Susan F. Milner is a retired Canadian mathematics educator known for her work encouraging public appreciation of mathematics through secondary school outreach programs and contests, programs for the public, and publications on recreational mathematics and mathematical puzzles and games. She is a professor emerita of mathematics and statistics at the University of the Fraser Valley.

==Education and career==
Milner has a B.A. in classics and philosophy and a B.S. in mathematics from Bishop's University in Quebec. She earned a master's degree from McMaster University, in 1986, with a master's thesis concerning logic and topos theory supervised by Bernhard Banaschewski.
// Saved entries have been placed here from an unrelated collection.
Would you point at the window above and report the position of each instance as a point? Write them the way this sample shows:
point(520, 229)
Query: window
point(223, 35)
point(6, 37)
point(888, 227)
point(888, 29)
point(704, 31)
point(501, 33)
After her master's degree, she began teaching at Okanagan College in British Columbia, initially planning to remain there only for a year before returning to graduate study. Instead she continued teaching mathematics in BC for 29 years, three at Okanagan and 26 at the University of the Fraser Valley. She retired in 2015 as a professor emerita at the University of the Fraser Valley.

Beyond her campus, Milner also headed the BC Committee on Undergraduate Programs in Mathematics and Statistics from 2002 to 2008.

==Outreach activities==
Milner's interest in recreational mathematics began with the creation of puzzle handouts for students who finished the required work in her university courses early.

She ran a secondary-school mathematics contest at the University of the Fraser Valley for 11 years, and she and a team of student volunteers have led "Math Mania" activities at dozens of secondary schools in the Fraser Valley. She has also brought puzzle and game workshops to both primary and secondary schools through the Science World Scientists & Innovators in the Schools program.

==Recognition==
Milner was the 2014 recipient of the PIMS Education Prize of the Pacific Institute for the Mathematical Sciences.